Arch Turner, a superintendent of the Breathitt County, Kentucky schools, led and assisted a group of people to buy votes for a candidate in a May 2010 primary election. He coordinated meetings in which he distributed funds he had received from third parties for the purpose of buying votes, and he withdrew cash from his own bank account for the same purpose. During the government investigation, Turner lied to an FBI agent, convinced a co-conspirator to lie to a grand jury, and attempted to convince another co-conspirator to lie to FBI agents. During one such attempt, he told a co-conspirator that the FBI had no evidence against them and that they would not get in trouble if neither of them told on the other. During another, Turner contacted his codefendant, which was a violation of his bond release, told his co-defendant that he could not tell on anyone because he had not seen cash change hands, and instructed his co-defendant to purchase a phone that could not be traced. Eventually, Turner decided the jig was up and pleaded guilty to conspiracy to defraud the United States through buying votes, in violation of 18 U.S.C. § 371 and 42 U.S.C. § 1973i(c).

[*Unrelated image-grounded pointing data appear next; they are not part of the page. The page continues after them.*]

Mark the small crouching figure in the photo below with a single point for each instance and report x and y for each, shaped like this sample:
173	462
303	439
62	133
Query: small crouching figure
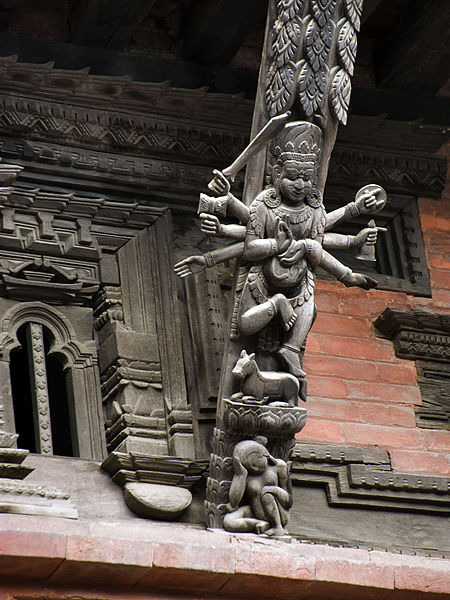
260	493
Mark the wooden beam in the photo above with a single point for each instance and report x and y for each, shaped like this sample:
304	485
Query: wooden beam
415	55
107	23
214	30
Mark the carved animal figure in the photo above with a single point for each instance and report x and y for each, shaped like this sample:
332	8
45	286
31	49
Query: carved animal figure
261	384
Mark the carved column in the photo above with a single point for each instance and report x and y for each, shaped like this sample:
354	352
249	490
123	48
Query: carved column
307	62
38	378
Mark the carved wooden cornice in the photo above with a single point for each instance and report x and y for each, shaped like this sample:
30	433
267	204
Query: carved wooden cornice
424	336
418	334
75	124
364	478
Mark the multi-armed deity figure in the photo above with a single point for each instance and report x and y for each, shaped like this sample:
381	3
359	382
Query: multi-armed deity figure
283	236
284	240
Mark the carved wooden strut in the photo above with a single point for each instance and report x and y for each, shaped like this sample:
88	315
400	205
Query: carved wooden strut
283	235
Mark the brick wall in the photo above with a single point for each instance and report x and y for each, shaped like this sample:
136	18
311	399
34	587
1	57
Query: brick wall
359	392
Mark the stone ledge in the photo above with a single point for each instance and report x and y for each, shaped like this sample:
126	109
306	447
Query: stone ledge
174	558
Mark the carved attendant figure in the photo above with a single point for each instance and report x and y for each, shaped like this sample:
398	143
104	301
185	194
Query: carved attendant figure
260	493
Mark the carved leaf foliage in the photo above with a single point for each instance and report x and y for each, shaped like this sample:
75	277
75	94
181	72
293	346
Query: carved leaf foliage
353	10
288	9
280	88
318	42
346	47
286	42
285	46
341	88
323	10
311	88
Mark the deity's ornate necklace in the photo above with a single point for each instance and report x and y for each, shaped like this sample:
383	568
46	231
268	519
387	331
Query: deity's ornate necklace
293	216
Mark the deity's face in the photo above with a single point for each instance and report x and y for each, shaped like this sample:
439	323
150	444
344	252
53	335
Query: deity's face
295	182
257	461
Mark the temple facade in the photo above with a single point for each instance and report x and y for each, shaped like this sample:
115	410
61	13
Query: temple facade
112	120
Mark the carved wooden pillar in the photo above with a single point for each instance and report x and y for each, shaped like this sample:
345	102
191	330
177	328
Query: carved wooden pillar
39	389
307	62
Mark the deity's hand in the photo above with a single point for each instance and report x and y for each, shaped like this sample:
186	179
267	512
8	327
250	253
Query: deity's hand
210	224
283	236
190	265
293	253
368	236
360	280
371	200
220	184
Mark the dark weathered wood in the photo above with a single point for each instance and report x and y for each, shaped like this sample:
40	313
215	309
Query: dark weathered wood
214	30
407	59
107	23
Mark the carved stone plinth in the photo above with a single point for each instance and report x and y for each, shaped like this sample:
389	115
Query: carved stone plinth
19	497
275	426
155	487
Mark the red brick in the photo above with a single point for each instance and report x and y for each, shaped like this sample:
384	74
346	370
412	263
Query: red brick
313	344
257	559
361	412
435	223
182	581
438	260
376	349
326	387
416	573
101	561
32	555
370	307
256	586
383	392
321	431
405	373
433	579
109	551
340	367
383	437
190	557
441	299
328	303
337	410
355	572
389	414
414	461
434	439
440	279
342	325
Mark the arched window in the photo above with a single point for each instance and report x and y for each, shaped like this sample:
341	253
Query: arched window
43	413
52	402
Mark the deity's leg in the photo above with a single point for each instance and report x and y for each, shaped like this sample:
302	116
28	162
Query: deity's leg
257	317
272	510
243	521
295	338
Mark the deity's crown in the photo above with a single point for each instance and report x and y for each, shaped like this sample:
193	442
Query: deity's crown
299	141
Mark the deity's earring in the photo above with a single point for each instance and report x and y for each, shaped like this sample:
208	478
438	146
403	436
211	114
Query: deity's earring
314	198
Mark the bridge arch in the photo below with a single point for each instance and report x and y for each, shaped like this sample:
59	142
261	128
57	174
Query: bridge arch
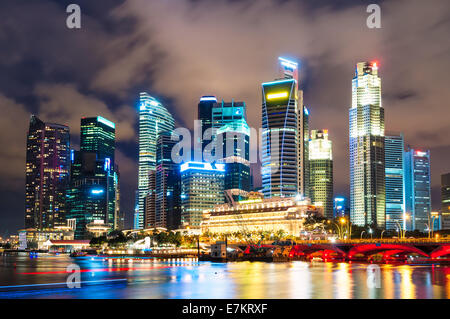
388	249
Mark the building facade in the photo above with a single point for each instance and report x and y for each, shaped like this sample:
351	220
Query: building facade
394	167
168	184
94	182
232	137
269	214
417	181
154	118
47	174
280	134
202	187
367	167
321	171
445	201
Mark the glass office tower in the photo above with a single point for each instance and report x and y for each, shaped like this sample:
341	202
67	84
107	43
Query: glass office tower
168	184
47	174
154	118
202	187
280	141
445	200
321	171
417	189
92	196
233	134
395	206
367	168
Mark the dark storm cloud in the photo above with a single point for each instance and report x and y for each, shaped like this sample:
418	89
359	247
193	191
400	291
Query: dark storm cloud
180	50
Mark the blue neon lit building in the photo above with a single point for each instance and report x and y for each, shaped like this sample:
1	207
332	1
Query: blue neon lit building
154	119
280	141
395	206
202	187
231	129
417	189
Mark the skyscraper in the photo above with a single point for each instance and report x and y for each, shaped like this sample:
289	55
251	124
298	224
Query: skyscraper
233	135
202	187
91	196
445	200
303	130
153	119
367	169
280	140
47	174
168	192
321	171
395	206
417	189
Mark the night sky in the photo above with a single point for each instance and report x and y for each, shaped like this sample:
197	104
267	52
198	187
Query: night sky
179	50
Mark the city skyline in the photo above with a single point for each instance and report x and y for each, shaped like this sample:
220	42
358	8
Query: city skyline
52	107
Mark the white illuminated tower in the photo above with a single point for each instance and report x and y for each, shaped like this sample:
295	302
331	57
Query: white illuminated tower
367	162
153	119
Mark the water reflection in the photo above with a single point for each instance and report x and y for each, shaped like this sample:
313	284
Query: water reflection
187	278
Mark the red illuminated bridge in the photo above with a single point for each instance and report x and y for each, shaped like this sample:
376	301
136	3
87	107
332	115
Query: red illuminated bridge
367	250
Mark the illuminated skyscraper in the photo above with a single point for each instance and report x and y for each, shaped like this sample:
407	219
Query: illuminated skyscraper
417	189
367	169
395	205
92	196
231	129
202	187
280	141
153	119
445	200
168	192
47	174
321	171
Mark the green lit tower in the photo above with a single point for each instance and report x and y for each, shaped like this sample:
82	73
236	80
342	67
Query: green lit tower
367	154
94	181
321	171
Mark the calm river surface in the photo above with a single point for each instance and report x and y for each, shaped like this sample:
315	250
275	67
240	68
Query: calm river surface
45	277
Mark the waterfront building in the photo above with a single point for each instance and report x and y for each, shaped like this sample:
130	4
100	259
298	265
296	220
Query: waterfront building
32	238
204	115
168	184
445	200
395	206
321	171
154	119
47	174
94	182
150	201
367	168
341	208
202	187
417	181
257	214
232	134
280	140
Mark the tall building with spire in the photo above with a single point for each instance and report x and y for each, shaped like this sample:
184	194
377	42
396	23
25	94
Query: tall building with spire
231	131
154	119
367	155
321	171
280	141
47	174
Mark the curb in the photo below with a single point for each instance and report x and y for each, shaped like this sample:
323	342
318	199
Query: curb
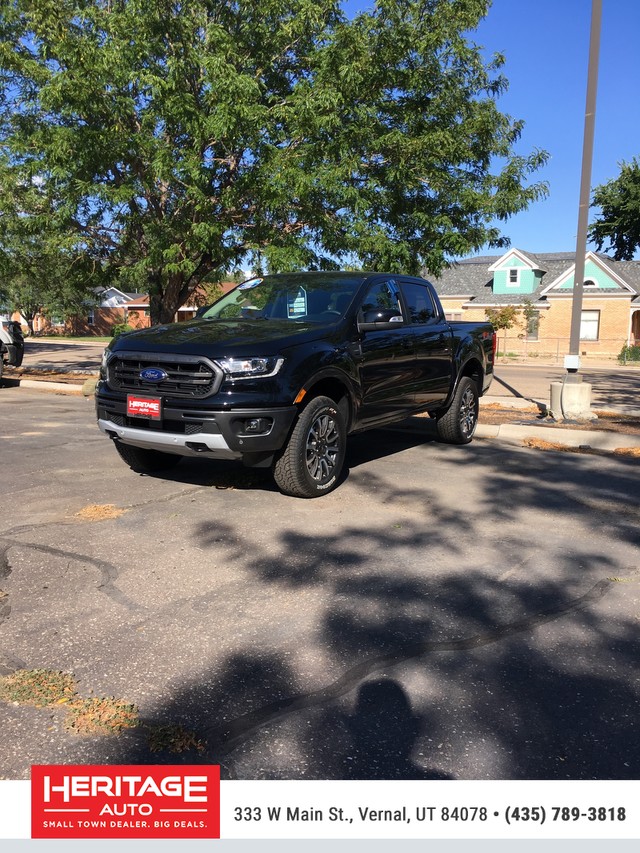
43	385
593	439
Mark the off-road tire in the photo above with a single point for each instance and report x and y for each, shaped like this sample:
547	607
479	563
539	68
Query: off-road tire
310	463
144	461
458	424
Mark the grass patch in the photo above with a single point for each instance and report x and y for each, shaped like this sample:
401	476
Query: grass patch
39	687
104	716
99	512
173	737
95	716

Thanks to a plea deal, this vote-buying scoundral faced "an advisory Guidelines range of 18 to 24 months imprisonment plus 1 to 3 years of supervised release and a $4,000 to $40,000 fine ... [and a] statutory maximum sentence [of] 5 years of imprisonment plus 3 years of supervised release and a $250,000 fine." The district judge thereafter notified In October 2012, the district court issued a notice advising the parties that the court intended to consider an upward variance from the Guidelines range and sought at sentencing to hear arguments concerning an upward variance of “not only time but money.” In the end, the sentencing judge imposed a 24-month prison term (the top of the calculated range) as well as a stat-max fine of $250,000.

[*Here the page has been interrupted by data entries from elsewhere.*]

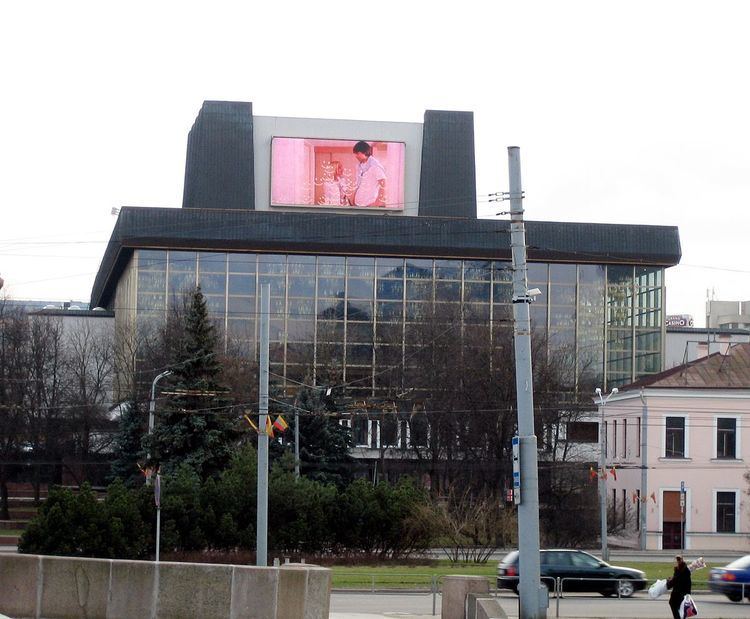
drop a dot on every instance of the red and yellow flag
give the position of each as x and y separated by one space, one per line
252 423
280 424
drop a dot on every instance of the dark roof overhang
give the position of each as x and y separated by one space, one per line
380 235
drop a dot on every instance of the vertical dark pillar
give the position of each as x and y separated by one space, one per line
448 184
219 163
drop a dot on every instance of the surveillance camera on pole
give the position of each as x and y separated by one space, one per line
534 597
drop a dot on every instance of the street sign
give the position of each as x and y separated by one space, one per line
516 470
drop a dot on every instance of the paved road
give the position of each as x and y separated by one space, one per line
640 606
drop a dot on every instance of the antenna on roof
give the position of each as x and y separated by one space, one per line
725 356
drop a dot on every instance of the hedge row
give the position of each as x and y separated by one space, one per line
305 517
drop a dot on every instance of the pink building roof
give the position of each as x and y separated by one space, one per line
717 371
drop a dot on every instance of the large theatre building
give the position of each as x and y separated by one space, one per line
366 231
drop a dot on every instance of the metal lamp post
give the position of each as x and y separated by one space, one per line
151 410
602 466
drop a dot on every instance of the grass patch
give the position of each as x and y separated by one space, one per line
420 576
656 570
405 576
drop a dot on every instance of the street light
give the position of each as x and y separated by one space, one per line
602 466
151 409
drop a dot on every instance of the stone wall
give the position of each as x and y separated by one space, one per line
66 587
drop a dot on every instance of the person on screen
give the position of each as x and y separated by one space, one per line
336 187
370 187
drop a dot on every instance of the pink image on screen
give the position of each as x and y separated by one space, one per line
329 173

I suspect that a number of federal sentencing judges may have shared the view that the defendant in this case deserved to have the "book thrown at him," but I fear that most would have done so by increasing the length of the defendant's imprisonment rather than maxing out his fine. As a federal taxpayer who usually see little obvious public safety benefit from imprisoning a non-violent white-collar offender for more than a few years, I am pleased that the judge in this case concluded that it would be arguably more fair and efficient to punish in this case with a greater deprivation of property rather than a greater deprivation of liberty.